The trip next morning to the clinic would have made Mom proud that I was finally heeding her words of caution.  At the time, the cuts and the scabs were nothing to compare with my imagining what might have happened had I fallen overboard.  In the turbulent water I could have drowned.  Or a barge could have crushed my skull like a ripened cantaloupe.  That these fears were not real didn’t make them any the less intense.

I thought it a pity that the previous day’s event had not included a red alert for a rocket attack or some other enemy-initiated shit.  My wound could thus be considered a war wound, entitling the bearer to a Purple Heart.

Hey!  Guys had received theirs for less.  Urban in-country lore had it that one individual was bitten deeply on his cock whilst getting a blow job from a whore, who turned out to be a Viet Cong operative.
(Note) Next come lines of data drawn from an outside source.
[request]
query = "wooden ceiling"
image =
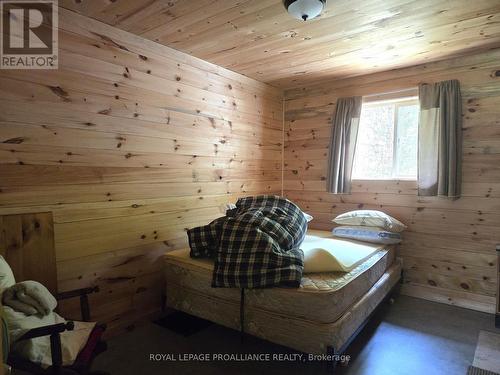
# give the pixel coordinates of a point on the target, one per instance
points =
(352, 37)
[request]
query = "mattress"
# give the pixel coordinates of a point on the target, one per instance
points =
(306, 335)
(321, 297)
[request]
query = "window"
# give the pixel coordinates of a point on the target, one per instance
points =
(387, 141)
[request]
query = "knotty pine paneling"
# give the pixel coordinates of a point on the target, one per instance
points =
(351, 37)
(128, 144)
(449, 249)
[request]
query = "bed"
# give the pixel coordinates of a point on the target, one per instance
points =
(326, 311)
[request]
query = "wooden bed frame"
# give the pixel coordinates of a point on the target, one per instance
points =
(497, 312)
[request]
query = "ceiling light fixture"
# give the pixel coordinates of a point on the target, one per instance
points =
(304, 9)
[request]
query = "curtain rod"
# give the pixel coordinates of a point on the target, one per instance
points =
(410, 89)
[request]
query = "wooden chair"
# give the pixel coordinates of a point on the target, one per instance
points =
(27, 244)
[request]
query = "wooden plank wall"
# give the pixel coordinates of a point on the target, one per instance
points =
(129, 143)
(449, 248)
(27, 244)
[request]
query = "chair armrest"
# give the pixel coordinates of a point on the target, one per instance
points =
(76, 293)
(54, 331)
(48, 330)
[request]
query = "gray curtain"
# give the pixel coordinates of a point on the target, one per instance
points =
(440, 139)
(343, 144)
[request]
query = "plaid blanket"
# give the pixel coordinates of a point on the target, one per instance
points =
(255, 245)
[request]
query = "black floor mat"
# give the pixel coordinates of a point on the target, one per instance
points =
(183, 324)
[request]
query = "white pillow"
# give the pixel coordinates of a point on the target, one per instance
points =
(6, 276)
(370, 218)
(368, 234)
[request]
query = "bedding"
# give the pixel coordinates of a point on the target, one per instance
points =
(256, 245)
(37, 350)
(29, 297)
(304, 333)
(368, 234)
(322, 297)
(371, 218)
(326, 254)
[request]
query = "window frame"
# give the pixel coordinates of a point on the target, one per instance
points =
(398, 102)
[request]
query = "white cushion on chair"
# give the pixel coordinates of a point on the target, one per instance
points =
(6, 276)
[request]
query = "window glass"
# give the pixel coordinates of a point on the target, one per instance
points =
(387, 141)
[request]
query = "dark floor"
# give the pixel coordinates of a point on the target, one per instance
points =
(411, 336)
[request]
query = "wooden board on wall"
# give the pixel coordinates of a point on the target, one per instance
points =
(27, 244)
(130, 143)
(449, 248)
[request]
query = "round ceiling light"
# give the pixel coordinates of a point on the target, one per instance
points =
(305, 9)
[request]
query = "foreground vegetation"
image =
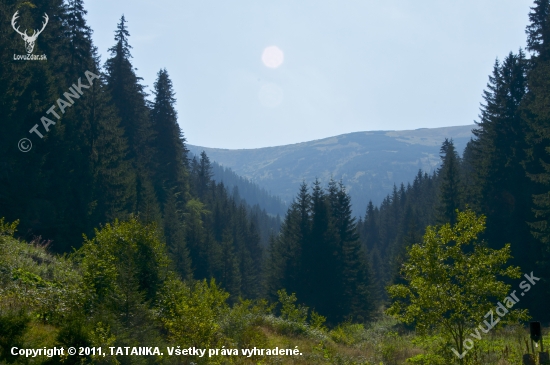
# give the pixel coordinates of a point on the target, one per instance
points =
(119, 290)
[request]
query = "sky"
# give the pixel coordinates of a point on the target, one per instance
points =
(258, 73)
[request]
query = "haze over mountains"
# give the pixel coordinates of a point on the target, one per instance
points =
(368, 163)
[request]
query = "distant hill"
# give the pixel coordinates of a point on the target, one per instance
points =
(242, 188)
(368, 163)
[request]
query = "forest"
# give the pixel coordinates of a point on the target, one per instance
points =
(113, 236)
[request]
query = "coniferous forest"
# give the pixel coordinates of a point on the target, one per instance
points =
(113, 237)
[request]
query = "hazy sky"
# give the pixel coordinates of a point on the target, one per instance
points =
(334, 66)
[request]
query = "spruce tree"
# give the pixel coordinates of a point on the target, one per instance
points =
(128, 96)
(450, 186)
(536, 113)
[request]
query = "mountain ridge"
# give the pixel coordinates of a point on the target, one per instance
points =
(369, 163)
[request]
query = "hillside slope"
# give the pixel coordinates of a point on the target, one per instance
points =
(368, 163)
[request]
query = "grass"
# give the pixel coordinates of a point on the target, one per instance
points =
(385, 342)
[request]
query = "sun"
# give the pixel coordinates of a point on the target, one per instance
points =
(273, 57)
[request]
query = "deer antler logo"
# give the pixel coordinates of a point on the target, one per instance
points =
(29, 40)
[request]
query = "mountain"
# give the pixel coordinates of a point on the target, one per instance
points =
(241, 187)
(368, 163)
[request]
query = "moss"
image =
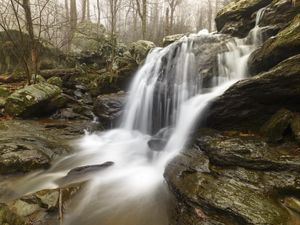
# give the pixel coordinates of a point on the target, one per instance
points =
(275, 50)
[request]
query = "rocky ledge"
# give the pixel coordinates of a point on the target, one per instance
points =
(235, 178)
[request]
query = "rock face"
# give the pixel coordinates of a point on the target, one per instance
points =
(26, 146)
(237, 18)
(172, 38)
(42, 207)
(279, 13)
(233, 179)
(275, 50)
(140, 49)
(248, 104)
(33, 100)
(109, 108)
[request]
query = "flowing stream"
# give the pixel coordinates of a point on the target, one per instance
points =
(166, 99)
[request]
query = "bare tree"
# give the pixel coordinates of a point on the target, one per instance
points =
(142, 12)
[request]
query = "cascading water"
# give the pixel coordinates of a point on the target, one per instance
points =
(166, 97)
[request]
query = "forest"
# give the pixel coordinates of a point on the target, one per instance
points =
(149, 112)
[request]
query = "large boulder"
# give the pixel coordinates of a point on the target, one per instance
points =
(275, 50)
(109, 108)
(34, 100)
(27, 145)
(237, 18)
(248, 104)
(172, 38)
(140, 49)
(279, 13)
(233, 179)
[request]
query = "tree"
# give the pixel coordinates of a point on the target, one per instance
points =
(172, 5)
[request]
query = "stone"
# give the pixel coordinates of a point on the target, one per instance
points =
(275, 50)
(109, 108)
(140, 49)
(237, 17)
(32, 100)
(167, 40)
(57, 81)
(243, 106)
(228, 178)
(275, 128)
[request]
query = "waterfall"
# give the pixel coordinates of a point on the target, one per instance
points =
(165, 101)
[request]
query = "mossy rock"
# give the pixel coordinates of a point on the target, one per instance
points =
(237, 18)
(31, 100)
(275, 50)
(57, 81)
(277, 125)
(250, 103)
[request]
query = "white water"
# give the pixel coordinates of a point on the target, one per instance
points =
(166, 93)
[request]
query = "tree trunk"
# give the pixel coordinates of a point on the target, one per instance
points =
(99, 13)
(83, 9)
(88, 10)
(33, 44)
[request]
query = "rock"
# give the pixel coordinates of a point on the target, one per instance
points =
(295, 127)
(37, 79)
(277, 125)
(243, 106)
(33, 100)
(171, 39)
(57, 81)
(227, 181)
(277, 49)
(21, 158)
(205, 196)
(249, 152)
(292, 203)
(11, 62)
(237, 18)
(279, 13)
(26, 146)
(160, 139)
(38, 208)
(140, 49)
(82, 174)
(109, 108)
(7, 217)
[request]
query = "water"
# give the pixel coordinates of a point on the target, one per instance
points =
(166, 97)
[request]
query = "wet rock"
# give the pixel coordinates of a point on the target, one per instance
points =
(277, 49)
(7, 217)
(171, 39)
(228, 179)
(57, 81)
(83, 173)
(243, 106)
(206, 196)
(277, 125)
(140, 49)
(238, 17)
(109, 108)
(38, 208)
(295, 127)
(27, 145)
(62, 73)
(292, 203)
(33, 100)
(21, 158)
(37, 79)
(249, 152)
(279, 13)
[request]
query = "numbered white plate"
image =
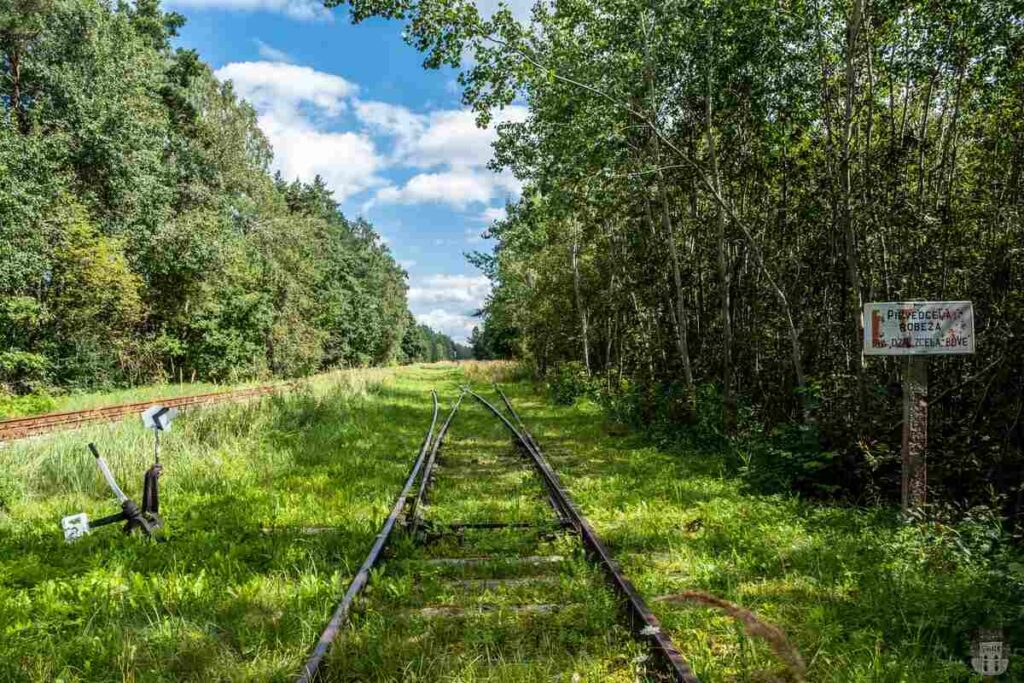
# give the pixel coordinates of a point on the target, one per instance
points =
(75, 526)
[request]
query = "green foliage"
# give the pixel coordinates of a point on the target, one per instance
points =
(140, 235)
(713, 189)
(30, 403)
(569, 381)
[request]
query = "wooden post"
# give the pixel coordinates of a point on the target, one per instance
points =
(914, 432)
He may have gotten a Purple Heart for his action while engaged with the enemy, but you can damn sure bet that the ‘action’ wouldn’t be the same one he disclosed to his people back in  the world!

As to Dickhead, nothing came of the incident of the unmoored barges.  He blamed it on his work crews, failing to take notice of his own supervisory role.

Lifers.  What would the world be without them?  A better place--of that I had not a single doubt.